Advertisement

Out but Not Down : Ex-Police Officer Billy Joe McIlvain Isn’t Keeping a Low Profile

Share
TIMES STAFF WRITER

The gold ring on his finger bears a replica of the badge he once wore. The buckle on his thick leather belt says, “Law Enforcement: To Protect and Serve.” And his business card proclaims him an expert on officer survival.

Billy Joe McIlvain--the former San Gabriel policeman out on parole after serving 13 years of a life sentence for murder--feels he’s got nothing to hide.

“Nothing to be ashamed of,” he said in an interview last week in his eastern San Gabriel Valley home. “I’m proud that I’m free.”

Advertisement

Since he walked out of the Correctional Training Facility in Soledad on Feb. 4 with an American flag pinned to his lapel, the blond, blue-eyed McIlvain has, indeed, cherished the spotlight.

His first champagne toast was broadcast nationally on “Inside Edition.” Movie deals are being discussed. Next month, he hopes to speak before the National Assn. of Chiefs of Police in Miami. He even wrote a letter of solidarity to embattled Los Angeles Police Chief Daryl F. Gates, urging him not to resign.

Above all, McIlvain continues to insist that he is an innocent man, railroaded because he dared to defend himself against the threats of San Gabriel street hoods.

Although a Los Angeles Superior Court judge last month refused to overturn McIlvain’s 1977 conviction for the first-degree murder of a teen-age gang member, the 46-year-old ex-patrolman has vowed to appeal until granted a new trial.

“He stood for truth, he paid a terrible price and he’s not going to give up now,” said John J. Reed, a Long Beach attorney who has donated his services to McIlvain’s cause.

But prosecutors, who argued against his release from prison, see McIlvain as “Crazy Hutch,” a vigilante cop whose life was no different from the fantasy world of his favorite TV series, “Starsky & Hutch.”

Advertisement

They worry that he never admitted his guilt, even though they say the evidence was overwhelming that he abducted 18-year-old David Dominguez, blasted him repeatedly with a .12-gauge shotgun, then tried to make it appear as if the youth had abducted him.

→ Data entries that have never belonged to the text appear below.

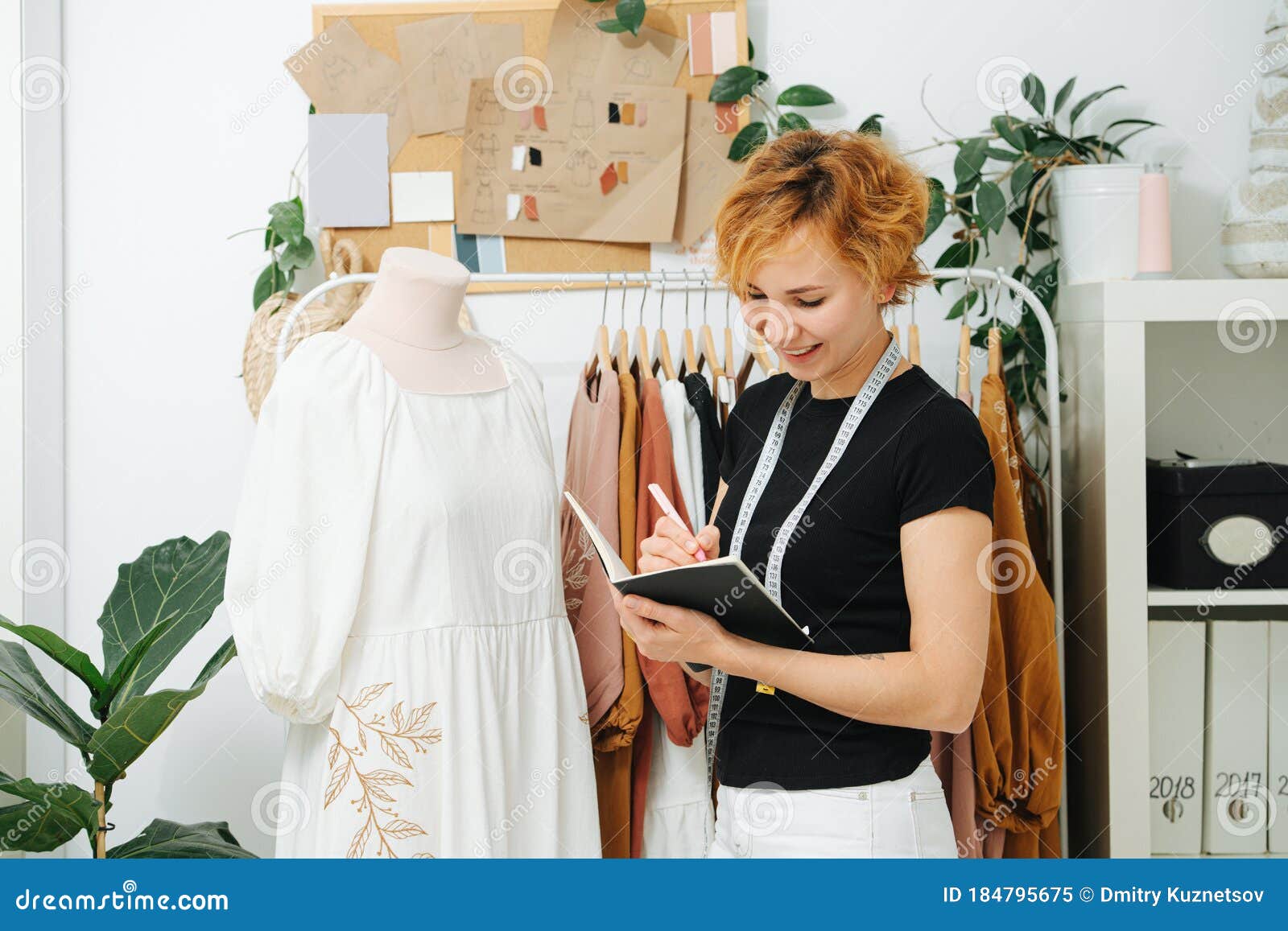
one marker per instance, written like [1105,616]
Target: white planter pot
[1095,209]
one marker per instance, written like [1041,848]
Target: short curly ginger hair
[853,188]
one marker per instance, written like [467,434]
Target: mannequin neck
[414,308]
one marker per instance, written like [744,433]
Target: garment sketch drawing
[485,203]
[489,109]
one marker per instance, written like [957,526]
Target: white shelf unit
[1150,367]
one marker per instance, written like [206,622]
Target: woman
[824,751]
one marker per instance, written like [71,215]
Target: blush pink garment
[590,474]
[955,763]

“To sink into the woodwork? Oh, no, that wouldn’t be Billy Joe,” said Deputy Dist. Atty. John F. Hayes, one of two prosecutors in McIlvain’s original trial. “I don’t think the guy has changed a bit.”

McIlvain’s push for a new trial is based on the contention that jailhouse informants lied about him to win leniency for themselves, a practice that was detailed last summer in a Los Angeles County Grand Jury report.

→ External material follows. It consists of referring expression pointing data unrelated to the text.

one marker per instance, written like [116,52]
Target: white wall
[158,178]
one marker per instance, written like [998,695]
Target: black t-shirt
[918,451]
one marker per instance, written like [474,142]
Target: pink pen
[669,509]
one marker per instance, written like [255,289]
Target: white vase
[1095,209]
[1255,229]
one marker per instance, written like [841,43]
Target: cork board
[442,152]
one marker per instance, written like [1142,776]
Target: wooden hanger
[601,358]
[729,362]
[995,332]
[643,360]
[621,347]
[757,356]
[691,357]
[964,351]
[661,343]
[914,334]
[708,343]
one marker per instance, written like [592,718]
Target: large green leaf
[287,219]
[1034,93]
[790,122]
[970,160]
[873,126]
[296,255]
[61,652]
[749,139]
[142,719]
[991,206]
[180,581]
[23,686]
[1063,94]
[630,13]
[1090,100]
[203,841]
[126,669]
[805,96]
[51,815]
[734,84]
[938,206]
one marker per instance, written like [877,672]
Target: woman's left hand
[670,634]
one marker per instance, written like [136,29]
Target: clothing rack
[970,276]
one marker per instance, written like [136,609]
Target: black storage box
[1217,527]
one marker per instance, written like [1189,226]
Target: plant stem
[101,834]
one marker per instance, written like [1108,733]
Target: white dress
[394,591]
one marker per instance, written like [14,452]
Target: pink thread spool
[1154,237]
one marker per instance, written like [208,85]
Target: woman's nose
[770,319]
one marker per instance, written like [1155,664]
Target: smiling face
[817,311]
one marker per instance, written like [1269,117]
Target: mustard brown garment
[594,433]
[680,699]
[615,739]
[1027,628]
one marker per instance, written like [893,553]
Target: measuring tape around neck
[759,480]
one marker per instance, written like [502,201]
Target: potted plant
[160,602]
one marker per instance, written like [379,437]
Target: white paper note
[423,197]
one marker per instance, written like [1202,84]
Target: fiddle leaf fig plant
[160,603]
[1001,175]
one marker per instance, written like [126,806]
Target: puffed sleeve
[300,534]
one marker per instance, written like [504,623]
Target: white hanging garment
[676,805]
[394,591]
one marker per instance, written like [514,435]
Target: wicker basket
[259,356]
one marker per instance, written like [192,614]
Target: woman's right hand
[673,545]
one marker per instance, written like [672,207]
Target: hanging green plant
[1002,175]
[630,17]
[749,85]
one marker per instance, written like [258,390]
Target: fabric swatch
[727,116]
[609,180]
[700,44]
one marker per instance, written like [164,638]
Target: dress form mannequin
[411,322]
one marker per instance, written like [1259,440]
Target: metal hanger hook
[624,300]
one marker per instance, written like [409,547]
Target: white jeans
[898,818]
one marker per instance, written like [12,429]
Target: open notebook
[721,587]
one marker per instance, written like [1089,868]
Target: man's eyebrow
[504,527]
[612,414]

But in a March 8 hearing, Judge Michael Harwin concluded that any use of informants was a minuscule part of the case against McIlvain. “He’s a very dangerous man,” said Deputy Dist. Atty. Marsh Goldstein, who argued against a new trial.

McIlvain is also battling parole officials, who so far have denied his requests to lecture out of state. McIlvain contends they are trying to muzzle him, but Gary Pena, a parole supervisor in Pomona, said it is standard practice to wait at least six months before approving such trips.

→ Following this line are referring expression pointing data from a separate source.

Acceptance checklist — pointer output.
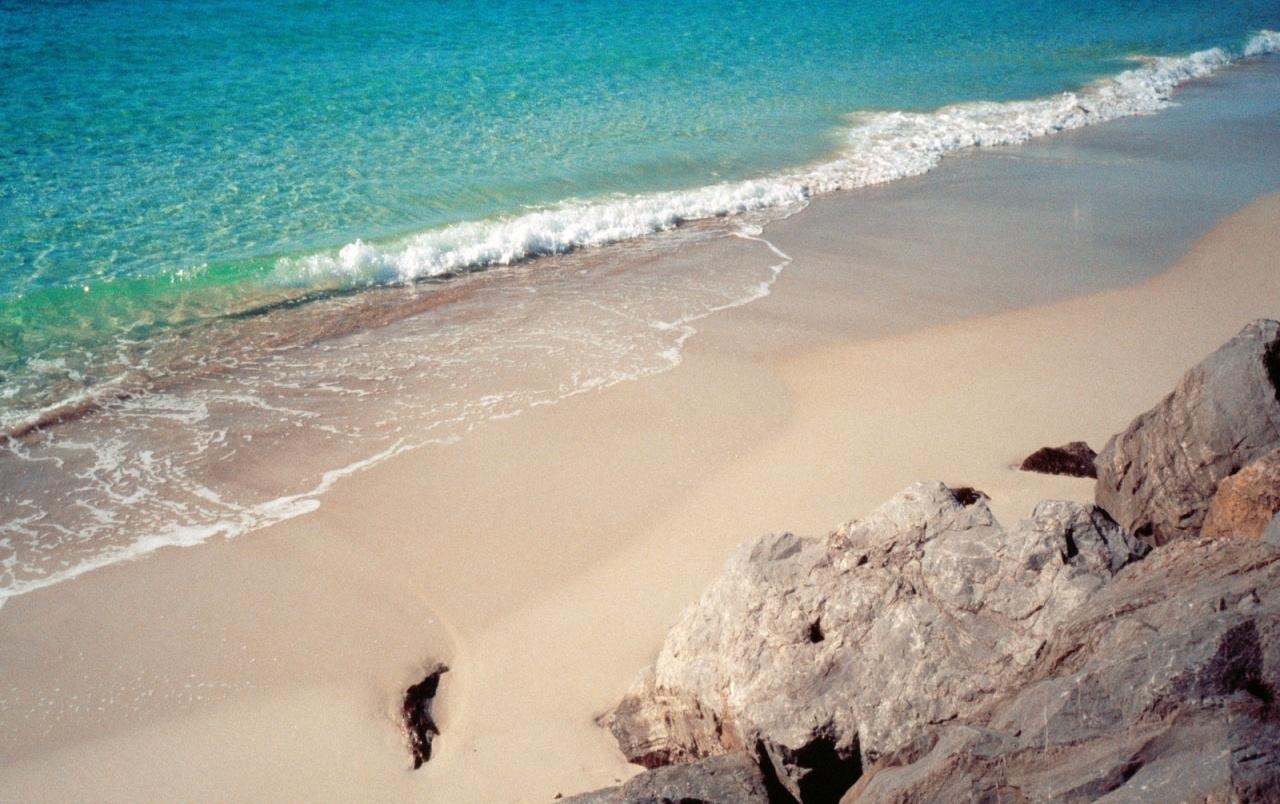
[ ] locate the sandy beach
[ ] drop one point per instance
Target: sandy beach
(544, 556)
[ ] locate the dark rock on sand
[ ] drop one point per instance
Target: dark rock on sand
(721, 780)
(417, 715)
(1247, 501)
(1162, 688)
(1074, 460)
(826, 654)
(1159, 476)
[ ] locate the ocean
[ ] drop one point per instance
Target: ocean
(247, 249)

“There has to be an adjustment period,” Pena said. “You can’t measure a person’s adjustment in just two months.”

Advertisement

McIlvain insists that he is adjusting fine. He stays busy enjoying some of the gadgets that were not in common use when he went behind bars: microwave ovens, answering machines, camcorders and VCRs.

He’s walked on the beach, stomped in the snow, visited Disneyland, gobbled an In-N-Out burger and seen “The Silence of the Lambs.” He says people occasionally wave to him when they see him strolling through shopping malls or cruising in his new charcoal-gray Trans Am.

“He’s like a little kid learning everything all over again,” said his wife, Kittie, a former model who married him in 1987, four years after his first wife filed for divorce. He has a 15-year-old daughter who lives with his ex-wife.

He receives a small disability pension but relies on Kittie’s grown children for help paying the rent. Because he fears retribution by San Gabriel gangs, McIlvain asked that the location of his home not be revealed.

The one legacy of jail that sticks with McIlvain is difficulty falling asleep. It’s a habit he developed in Soledad, where he bunked in the same isolation wing with such infamous felons as Sirhan Sirhan, Juan Corona, Charles Rothenberg and Dan White.

Now, on the outside, he’s afraid sometimes to close his eyes for fear of waking up and finding his freedom is all a dream.

Advertisement

“I’m jamming everything into a short period of time,” he said. “Like the world was going to end tomorrow.”